Rising Multi-Armed Bandits with Known Horizons
Seockbean Song, Chenyu Gan, Youngsik Yoon, Siwei Wang, Wei Chen, Jungseul Ok
TL;DR
This work studies Rising Multi-Armed Bandits under known finite horizons, where optimal strategies depend on the remaining budget $T$. It introduces CURE-UCB, a horizon-aware UCB-style algorithm that estimates the cumulative reward an arm can yield over the rest of the horizon via a horizon-adaptive index $B_i(t)$, which combines a recent mean, a projected future gain, and an exploration bonus.
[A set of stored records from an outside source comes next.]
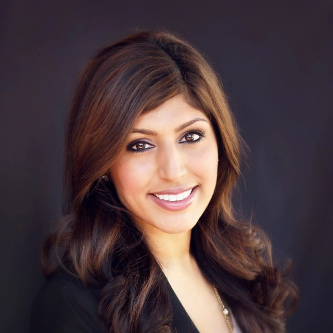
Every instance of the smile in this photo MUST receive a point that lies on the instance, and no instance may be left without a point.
(174, 197)
(175, 201)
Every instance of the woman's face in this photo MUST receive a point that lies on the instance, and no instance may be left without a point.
(166, 174)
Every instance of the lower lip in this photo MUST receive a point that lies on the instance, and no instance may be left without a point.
(175, 205)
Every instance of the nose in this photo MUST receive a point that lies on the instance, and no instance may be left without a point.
(171, 163)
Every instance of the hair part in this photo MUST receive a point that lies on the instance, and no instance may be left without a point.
(99, 242)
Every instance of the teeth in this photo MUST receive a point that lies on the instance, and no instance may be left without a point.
(174, 197)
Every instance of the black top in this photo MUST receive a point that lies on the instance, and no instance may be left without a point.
(65, 305)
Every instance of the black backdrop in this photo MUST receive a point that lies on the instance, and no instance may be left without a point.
(275, 59)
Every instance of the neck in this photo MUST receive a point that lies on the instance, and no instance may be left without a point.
(170, 250)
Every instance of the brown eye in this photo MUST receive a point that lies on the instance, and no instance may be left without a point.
(192, 137)
(139, 146)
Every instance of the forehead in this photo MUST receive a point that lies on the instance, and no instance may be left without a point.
(171, 113)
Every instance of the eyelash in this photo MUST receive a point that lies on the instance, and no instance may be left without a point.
(197, 131)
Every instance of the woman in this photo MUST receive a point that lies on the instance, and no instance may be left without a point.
(149, 241)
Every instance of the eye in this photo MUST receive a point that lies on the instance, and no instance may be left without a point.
(139, 146)
(192, 136)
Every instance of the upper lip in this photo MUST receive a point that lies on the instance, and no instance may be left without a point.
(174, 190)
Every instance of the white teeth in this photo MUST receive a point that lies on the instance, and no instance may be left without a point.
(174, 197)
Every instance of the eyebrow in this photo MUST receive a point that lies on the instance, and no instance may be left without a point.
(179, 128)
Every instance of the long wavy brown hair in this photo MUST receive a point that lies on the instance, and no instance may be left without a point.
(98, 241)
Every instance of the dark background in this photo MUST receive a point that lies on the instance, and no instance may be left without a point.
(275, 59)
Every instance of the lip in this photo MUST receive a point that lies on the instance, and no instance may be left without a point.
(175, 191)
(175, 205)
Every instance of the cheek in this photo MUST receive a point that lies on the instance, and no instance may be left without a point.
(207, 161)
(130, 179)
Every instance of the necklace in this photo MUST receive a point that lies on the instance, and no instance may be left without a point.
(225, 311)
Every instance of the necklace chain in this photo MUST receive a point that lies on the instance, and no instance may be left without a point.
(225, 311)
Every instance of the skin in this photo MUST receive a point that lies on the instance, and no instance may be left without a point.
(168, 161)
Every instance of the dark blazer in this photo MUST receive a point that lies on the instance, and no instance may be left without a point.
(65, 305)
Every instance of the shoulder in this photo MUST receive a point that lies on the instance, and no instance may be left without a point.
(64, 304)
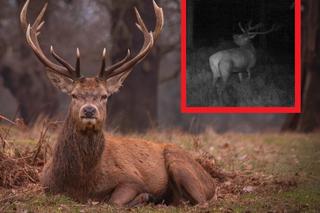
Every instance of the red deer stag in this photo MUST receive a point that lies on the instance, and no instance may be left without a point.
(238, 60)
(85, 164)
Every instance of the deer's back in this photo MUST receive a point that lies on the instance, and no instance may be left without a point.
(134, 160)
(239, 58)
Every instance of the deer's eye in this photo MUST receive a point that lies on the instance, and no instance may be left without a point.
(74, 96)
(104, 97)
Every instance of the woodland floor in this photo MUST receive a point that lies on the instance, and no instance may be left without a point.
(273, 172)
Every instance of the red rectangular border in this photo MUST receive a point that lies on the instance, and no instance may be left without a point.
(297, 83)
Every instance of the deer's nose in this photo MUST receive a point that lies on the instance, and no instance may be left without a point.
(89, 111)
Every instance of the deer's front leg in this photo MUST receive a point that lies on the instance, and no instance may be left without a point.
(240, 76)
(128, 195)
(249, 73)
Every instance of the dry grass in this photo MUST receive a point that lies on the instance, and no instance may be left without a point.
(255, 172)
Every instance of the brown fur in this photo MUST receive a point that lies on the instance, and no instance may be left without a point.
(87, 164)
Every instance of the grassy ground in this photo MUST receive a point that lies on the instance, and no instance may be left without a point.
(273, 173)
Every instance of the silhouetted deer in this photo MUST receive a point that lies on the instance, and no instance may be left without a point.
(122, 171)
(236, 60)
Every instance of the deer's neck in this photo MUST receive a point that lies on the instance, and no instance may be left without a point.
(76, 154)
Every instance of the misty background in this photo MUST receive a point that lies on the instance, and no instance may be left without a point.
(150, 97)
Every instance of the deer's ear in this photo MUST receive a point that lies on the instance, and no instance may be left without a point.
(114, 83)
(61, 82)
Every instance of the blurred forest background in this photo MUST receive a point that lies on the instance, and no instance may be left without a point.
(151, 95)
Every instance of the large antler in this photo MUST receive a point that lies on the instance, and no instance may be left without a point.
(249, 28)
(32, 33)
(126, 64)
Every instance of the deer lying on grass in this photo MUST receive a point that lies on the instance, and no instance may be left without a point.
(238, 60)
(121, 171)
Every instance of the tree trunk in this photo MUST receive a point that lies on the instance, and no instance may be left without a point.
(22, 75)
(308, 120)
(134, 108)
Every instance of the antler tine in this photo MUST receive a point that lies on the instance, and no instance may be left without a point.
(103, 65)
(149, 38)
(159, 20)
(61, 60)
(78, 75)
(32, 33)
(116, 65)
(23, 16)
(273, 28)
(241, 28)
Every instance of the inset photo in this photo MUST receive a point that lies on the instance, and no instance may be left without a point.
(241, 56)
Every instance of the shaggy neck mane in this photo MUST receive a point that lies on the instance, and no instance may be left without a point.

The authors prove a strict dominance of CURE-UCB over horizon-agnostic baselines in Linear-Then-Flat settings and derive a general regret bound for concave rising environments via a cumulative increment measure, with extensive experiments showing practical gains on synthetic tasks and online model selection (IMDB). The results highlight the importance of horizon awareness for efficient decision-making in finite-horizon RMABs and point to broad applicability in hyperparameter tuning and robotics.
Abstract
The Rising Multi-Armed Bandit (RMAB) framework models environments where expected rewards of arms increase with plays, which models practical scenarios where performance of each option improves with the repeated usage, such as in robotics and hyperparameter tuning. For instance, in hyperparameter tuning, the validation accuracy of a model configuration (arm) typically increases with each training epoch. A defining characteristic of RMAB is em horizon-dependent optimality: unlike standard settings, the optimal strategy here shifts dramatically depending on the available budget $T$. This implies that knowledge of $T$ yields significantly greater utility in RMAB, empowering the learner to align its decision-making with this shifting optimality. However, the horizon-aware setting remains underexplored. To address this, we propose a novel CUmulative Reward Estimation UCB (CURE-UCB) that explicitly integrates the horizon. We provide a rigorous analysis establishing a new regret upper bound and prove that our method strictly outperforms horizon-agnostic strategies in structured environments like ``linear-then-flat'' instances. Extensive experiments demonstrate its significant superiority over baselines.